Set the min section alignment to AlignFunctions

nit

@rafaelauler Gentle ping :)

Harbormaster completed remote builds in B153827: Diff 414731.Mar 11 2022, 12:42 PM

rafauler added inline comments.Mar 11 2022, 5:47 PM

bolt/lib/Core/BinaryEmitter.cpp
294–296	Why is this necessary? Is it possible to write a testcase that shows where we are getting the layout wrong?

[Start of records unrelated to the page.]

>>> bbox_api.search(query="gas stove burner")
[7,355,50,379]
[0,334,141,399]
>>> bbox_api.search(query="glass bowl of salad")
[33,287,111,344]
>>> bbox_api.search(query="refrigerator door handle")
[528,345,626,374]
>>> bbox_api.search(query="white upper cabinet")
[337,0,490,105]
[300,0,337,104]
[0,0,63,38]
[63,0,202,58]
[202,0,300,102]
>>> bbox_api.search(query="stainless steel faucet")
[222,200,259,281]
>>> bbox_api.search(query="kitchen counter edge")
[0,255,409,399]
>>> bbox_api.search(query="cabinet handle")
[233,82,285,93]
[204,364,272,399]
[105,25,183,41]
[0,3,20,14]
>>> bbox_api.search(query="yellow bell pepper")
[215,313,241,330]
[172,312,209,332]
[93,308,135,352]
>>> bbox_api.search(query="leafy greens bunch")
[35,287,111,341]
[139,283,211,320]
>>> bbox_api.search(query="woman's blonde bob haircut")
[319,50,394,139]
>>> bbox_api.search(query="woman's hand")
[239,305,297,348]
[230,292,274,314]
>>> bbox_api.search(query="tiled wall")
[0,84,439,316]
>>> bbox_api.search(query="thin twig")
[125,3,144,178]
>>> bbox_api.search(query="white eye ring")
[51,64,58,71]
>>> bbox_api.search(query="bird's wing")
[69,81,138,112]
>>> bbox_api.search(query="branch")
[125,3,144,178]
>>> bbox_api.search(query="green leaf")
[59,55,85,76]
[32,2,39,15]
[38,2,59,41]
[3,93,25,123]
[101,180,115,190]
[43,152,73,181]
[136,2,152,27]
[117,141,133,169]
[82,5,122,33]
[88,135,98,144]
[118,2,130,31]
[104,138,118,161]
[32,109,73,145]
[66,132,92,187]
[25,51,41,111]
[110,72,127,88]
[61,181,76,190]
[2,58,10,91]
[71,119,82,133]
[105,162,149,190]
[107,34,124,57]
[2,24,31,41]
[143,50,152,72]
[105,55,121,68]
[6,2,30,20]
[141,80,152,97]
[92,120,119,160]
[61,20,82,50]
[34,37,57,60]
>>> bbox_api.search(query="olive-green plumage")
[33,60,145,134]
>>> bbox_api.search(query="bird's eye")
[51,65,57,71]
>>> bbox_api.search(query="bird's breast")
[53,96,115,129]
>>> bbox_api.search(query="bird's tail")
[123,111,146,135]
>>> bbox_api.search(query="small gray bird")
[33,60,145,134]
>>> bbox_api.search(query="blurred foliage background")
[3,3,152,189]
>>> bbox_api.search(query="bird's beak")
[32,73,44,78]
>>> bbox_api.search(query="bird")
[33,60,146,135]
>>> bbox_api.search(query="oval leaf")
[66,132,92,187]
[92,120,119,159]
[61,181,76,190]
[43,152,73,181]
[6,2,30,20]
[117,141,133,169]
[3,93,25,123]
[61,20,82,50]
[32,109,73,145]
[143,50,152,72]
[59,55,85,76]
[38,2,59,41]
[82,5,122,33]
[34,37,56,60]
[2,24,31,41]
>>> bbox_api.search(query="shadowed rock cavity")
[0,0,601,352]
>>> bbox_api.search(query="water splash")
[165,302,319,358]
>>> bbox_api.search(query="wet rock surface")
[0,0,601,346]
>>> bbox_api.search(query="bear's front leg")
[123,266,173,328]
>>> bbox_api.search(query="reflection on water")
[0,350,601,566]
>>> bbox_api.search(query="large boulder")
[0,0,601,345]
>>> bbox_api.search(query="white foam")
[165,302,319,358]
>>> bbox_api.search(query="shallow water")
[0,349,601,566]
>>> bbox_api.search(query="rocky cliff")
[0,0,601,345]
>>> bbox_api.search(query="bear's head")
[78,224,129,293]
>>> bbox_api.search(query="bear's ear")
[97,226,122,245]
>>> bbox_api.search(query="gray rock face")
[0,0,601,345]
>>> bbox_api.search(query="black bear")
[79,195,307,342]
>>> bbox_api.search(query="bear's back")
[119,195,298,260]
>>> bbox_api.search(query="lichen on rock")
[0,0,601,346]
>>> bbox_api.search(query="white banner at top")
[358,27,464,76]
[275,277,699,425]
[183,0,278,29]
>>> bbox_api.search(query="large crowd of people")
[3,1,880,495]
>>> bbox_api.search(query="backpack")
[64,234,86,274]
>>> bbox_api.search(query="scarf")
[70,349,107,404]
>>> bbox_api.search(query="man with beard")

yota9 added inline comments.Mar 12 2022, 7:30 AM

bolt/lib/Core/BinaryEmitter.cpp
294–296	As I said cold text section alignment is set using the maximum alignment value passed to the emitCodeAlignment (see just under of these new lines). The thing is that when we calculate tentative layout in LongJmp currently we don't take into account that there will be the alignment gap between text and text.cold (see new line I've added there). In order to take cold text alignment in to the account we need to know the biggest alignment value we will pass to the emitCodeAlignment. So the simple idea here is to align the cold section ( which we didn't explicitly aligned before ) with the biggest possible value (opts::AlignFunctions). This way we are guaranteed that it will be the maximum possible value that might be passed to the emitCodeAlignment and now we can easily calculate tentative layout more precise. I will try to create the simple test soon, I hope it won't be difficult.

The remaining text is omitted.